I have to admit that, while I can see the value in genealogy timelines, for the most part I haven’t seen the need to use them. There are exceptions, though, and for me the exception is a brick wall. I had the pleasure of attending Thomas MacEntee’s and Lisa Alzo’s Hack Genealogy Holiday Boot Camp and discovered all kinds of neat little tips. One tip which I explored right away was using Timetoast to create a timeline for my husband’s black sheep 2x great grandfather, Isaac Sturgell.
Timetoast does require that an account be opened and there is a free version, which suited my needs perfectly. There are ads displayed, but they are easy enough to ignore.
Isaac was born about 1823, probably in Grayson County, Virginia. He died on 26 February 1909 in the Poorhouse of Barry County, Missouri and was buried in an unmarked grave at Oak Hill Cemetery. In between his birth and death, he was a busy man on the move! He married four times in four different counties and two different states and left crumbs of a paper trail in Lawrence County, OH, Barry County, MO plus Benton, Pope, Carroll and Boone Counties in Arkansas.
The timeline I created is a simple fact-based list of what he did where and at what time.
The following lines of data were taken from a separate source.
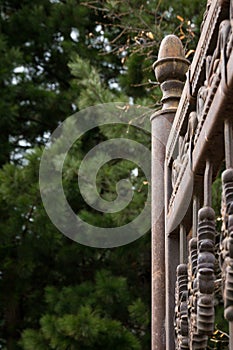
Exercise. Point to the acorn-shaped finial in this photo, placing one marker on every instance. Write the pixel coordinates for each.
(170, 70)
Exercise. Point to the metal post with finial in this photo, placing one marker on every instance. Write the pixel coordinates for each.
(170, 70)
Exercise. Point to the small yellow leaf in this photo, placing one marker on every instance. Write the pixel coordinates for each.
(180, 18)
(189, 53)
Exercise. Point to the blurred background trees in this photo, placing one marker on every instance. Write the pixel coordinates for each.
(58, 57)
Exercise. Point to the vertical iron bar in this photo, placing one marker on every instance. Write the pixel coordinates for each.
(196, 207)
(182, 244)
(171, 82)
(208, 184)
(231, 335)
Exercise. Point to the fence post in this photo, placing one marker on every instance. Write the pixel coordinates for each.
(170, 69)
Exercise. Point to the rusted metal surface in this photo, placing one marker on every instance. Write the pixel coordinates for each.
(170, 71)
(199, 140)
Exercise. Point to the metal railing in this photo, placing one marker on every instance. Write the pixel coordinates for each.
(198, 110)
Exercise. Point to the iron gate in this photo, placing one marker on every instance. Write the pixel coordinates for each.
(193, 139)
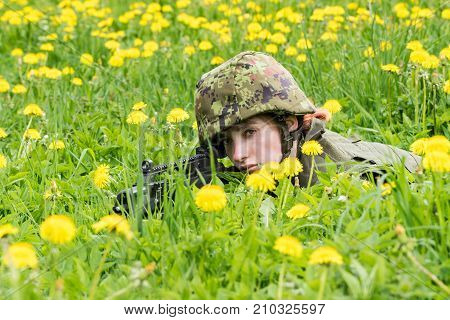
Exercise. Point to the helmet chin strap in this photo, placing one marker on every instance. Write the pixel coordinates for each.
(288, 138)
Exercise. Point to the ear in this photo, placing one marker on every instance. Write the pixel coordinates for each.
(292, 122)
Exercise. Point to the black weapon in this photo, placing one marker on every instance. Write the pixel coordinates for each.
(198, 169)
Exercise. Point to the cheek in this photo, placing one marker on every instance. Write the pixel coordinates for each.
(270, 146)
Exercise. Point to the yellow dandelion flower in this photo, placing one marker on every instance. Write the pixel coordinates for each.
(114, 223)
(291, 166)
(386, 188)
(260, 181)
(57, 145)
(431, 62)
(205, 45)
(112, 45)
(436, 161)
(32, 134)
(337, 65)
(447, 87)
(301, 58)
(290, 51)
(275, 169)
(367, 185)
(177, 115)
(289, 245)
(136, 117)
(139, 105)
(189, 50)
(116, 61)
(369, 53)
(390, 68)
(47, 47)
(3, 161)
(68, 71)
(77, 81)
(271, 48)
(217, 60)
(4, 85)
(445, 53)
(17, 52)
(414, 45)
(211, 198)
(19, 89)
(385, 45)
(304, 44)
(7, 229)
(31, 58)
(325, 255)
(332, 105)
(418, 56)
(298, 211)
(3, 133)
(20, 255)
(445, 14)
(437, 143)
(100, 176)
(33, 110)
(86, 59)
(312, 148)
(58, 229)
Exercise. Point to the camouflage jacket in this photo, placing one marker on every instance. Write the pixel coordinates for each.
(353, 154)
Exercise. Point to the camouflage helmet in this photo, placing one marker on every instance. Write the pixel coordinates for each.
(246, 85)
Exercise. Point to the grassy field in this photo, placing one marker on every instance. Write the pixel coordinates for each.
(73, 70)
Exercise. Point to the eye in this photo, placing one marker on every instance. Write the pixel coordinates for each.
(227, 141)
(249, 132)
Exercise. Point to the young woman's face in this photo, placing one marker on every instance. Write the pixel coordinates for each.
(253, 142)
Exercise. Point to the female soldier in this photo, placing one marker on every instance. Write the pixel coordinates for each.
(251, 109)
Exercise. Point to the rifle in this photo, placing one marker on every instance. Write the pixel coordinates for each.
(198, 169)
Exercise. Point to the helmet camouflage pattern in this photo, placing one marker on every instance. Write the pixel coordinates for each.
(246, 85)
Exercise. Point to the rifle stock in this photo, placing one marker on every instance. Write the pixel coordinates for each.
(199, 171)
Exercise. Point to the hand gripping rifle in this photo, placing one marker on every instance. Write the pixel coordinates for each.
(198, 169)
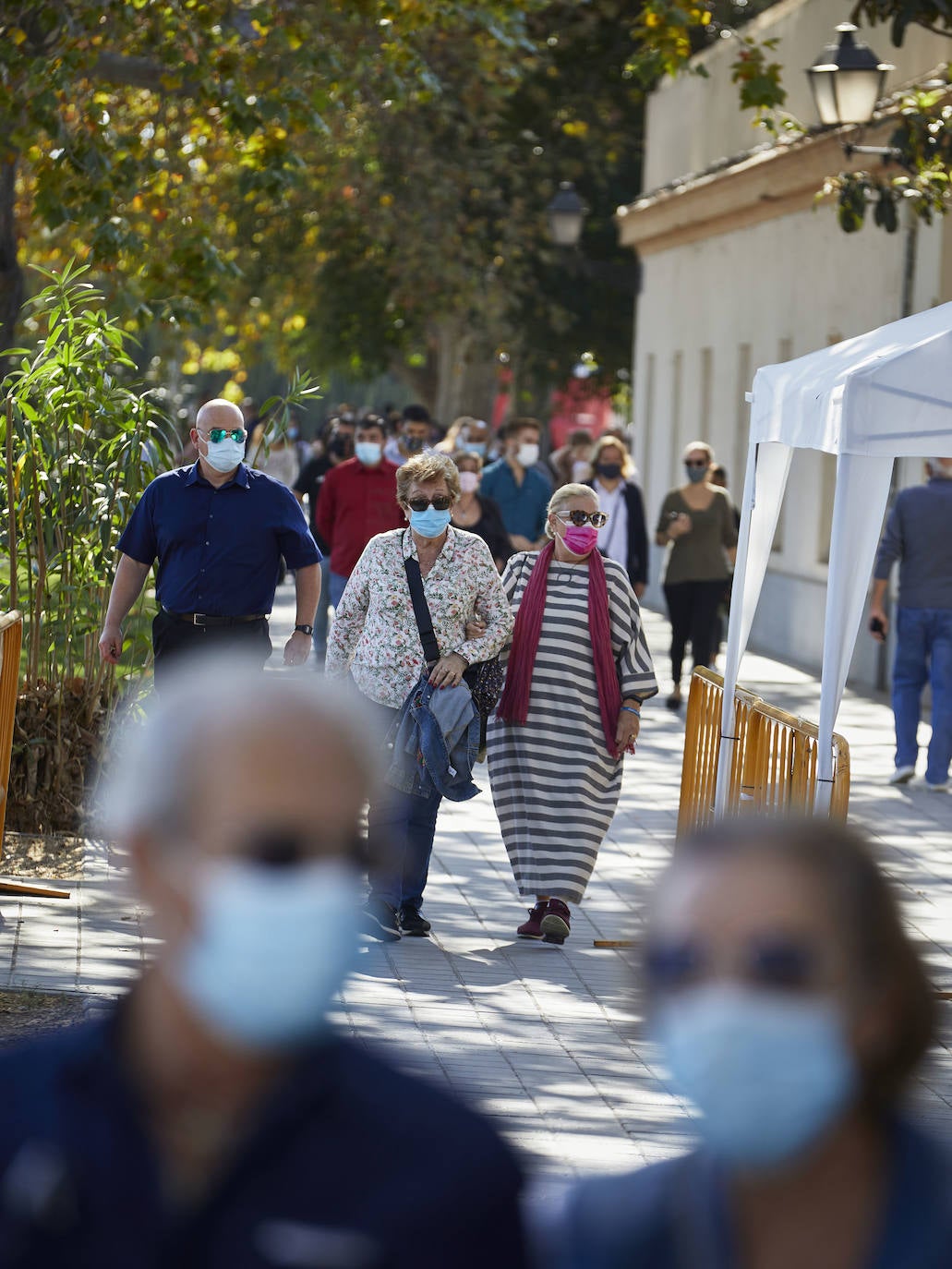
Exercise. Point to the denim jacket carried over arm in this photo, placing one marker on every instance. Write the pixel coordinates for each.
(434, 743)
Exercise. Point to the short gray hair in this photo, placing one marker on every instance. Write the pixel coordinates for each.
(150, 784)
(422, 468)
(565, 494)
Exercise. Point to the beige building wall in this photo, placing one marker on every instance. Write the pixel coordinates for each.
(744, 272)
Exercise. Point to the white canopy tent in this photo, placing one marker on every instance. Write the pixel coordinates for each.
(868, 400)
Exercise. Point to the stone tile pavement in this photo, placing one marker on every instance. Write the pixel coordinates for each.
(548, 1041)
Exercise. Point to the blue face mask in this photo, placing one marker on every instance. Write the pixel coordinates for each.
(429, 523)
(271, 949)
(769, 1071)
(368, 452)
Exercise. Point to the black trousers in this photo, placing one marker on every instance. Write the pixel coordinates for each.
(692, 610)
(175, 640)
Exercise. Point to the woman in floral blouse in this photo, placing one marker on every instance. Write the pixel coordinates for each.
(375, 636)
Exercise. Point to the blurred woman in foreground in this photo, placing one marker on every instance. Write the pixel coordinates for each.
(791, 1009)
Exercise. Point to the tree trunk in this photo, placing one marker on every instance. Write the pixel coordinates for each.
(10, 272)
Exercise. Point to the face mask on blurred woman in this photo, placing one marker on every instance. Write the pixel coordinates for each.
(768, 1070)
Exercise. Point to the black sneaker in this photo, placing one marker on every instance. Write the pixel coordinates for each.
(380, 920)
(413, 923)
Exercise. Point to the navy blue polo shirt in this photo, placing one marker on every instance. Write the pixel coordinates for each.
(346, 1163)
(219, 549)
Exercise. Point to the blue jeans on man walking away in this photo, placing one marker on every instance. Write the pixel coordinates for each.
(400, 831)
(923, 654)
(336, 586)
(321, 620)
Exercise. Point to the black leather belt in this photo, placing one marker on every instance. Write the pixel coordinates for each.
(210, 620)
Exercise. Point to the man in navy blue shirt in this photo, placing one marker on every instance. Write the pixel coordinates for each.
(219, 531)
(919, 535)
(521, 491)
(217, 1119)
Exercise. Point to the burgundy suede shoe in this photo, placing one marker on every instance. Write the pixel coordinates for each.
(556, 922)
(532, 929)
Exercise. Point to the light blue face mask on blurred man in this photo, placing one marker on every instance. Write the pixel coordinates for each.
(271, 949)
(769, 1071)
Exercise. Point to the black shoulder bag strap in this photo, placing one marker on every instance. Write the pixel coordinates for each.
(422, 611)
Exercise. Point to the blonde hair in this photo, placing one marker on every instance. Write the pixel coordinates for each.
(605, 443)
(698, 444)
(565, 495)
(426, 467)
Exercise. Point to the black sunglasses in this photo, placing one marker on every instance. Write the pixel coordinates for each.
(217, 434)
(777, 964)
(597, 519)
(440, 502)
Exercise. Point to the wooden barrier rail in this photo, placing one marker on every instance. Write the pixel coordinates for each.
(10, 637)
(773, 767)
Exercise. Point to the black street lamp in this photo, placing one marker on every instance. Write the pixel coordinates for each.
(847, 80)
(566, 216)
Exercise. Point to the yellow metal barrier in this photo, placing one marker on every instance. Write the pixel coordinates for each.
(773, 767)
(10, 637)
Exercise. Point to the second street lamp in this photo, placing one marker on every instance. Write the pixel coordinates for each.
(566, 214)
(847, 80)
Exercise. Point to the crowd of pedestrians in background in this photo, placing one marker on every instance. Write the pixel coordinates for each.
(786, 997)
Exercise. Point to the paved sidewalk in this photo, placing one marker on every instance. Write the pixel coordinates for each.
(546, 1039)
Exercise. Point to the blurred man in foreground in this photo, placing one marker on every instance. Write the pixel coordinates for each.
(216, 1118)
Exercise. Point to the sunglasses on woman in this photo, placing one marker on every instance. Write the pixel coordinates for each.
(775, 964)
(597, 519)
(219, 434)
(440, 502)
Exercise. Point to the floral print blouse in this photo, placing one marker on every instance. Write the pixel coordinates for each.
(375, 634)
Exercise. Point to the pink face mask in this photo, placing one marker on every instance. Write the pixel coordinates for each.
(580, 538)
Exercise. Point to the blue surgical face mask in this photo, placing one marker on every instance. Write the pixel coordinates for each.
(429, 523)
(225, 454)
(368, 452)
(271, 949)
(769, 1071)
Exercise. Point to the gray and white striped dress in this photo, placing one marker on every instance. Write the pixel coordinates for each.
(555, 786)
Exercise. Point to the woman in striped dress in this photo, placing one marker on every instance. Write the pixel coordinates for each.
(578, 672)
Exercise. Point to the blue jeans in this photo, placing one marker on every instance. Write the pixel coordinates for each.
(322, 616)
(400, 831)
(336, 586)
(923, 652)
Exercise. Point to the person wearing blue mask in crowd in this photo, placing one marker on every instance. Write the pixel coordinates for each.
(217, 532)
(791, 1009)
(697, 523)
(376, 638)
(216, 1116)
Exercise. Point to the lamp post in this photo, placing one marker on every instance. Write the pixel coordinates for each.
(847, 80)
(566, 216)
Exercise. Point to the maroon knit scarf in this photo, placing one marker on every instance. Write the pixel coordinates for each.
(514, 705)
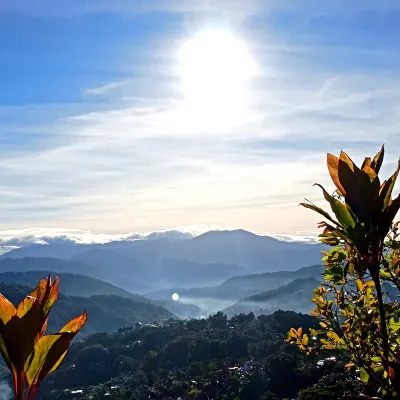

I didn’t add any images or lengthy descriptions, but Timetoast produced a very usable format to guide my recent research in Salt Lake City.
I have cropped out the ads and extraneous information. Each blue dot represents one fact in Isaac’s lifetime. I also created a time span note from his birth year until his death. The time span is displayed along the light blue bar under the dots.
One thing I didn’t like was that a full month-day-year format was required. While I have exact dates for some events, for others (including his birth), I only have a year. I entered January 1 for the exact date, but would have preferred to leave the month and date blank if I didn’t know it.
Underneath the timeline, on the right side (not seen in the cropped image above) were several small buttons, enabling me to have the events appear in list format and/or to enlarge the time line several times. There is also a Timeline button that can be scrolled to the right and left. However, while I thought that scrolling it would highlight each of the events in the timeline box, it only opened the list of events.
There are three columns, for the Event Date, Event Title and Event Description. As you can see, I filled in the dates and put the very short description into the Event Title. You can see where I also added the county and state into the Event Description. At the bottom of the list, there is a Timespan Description, where I entered Isaac’s life span years.
This timeline was very handy as a quick reference list while I was expanding my record search for Isaac in all the places where he lived.
If you haven’t used computer-generated timelines, but would like to try one out, I would recommend Timetoast.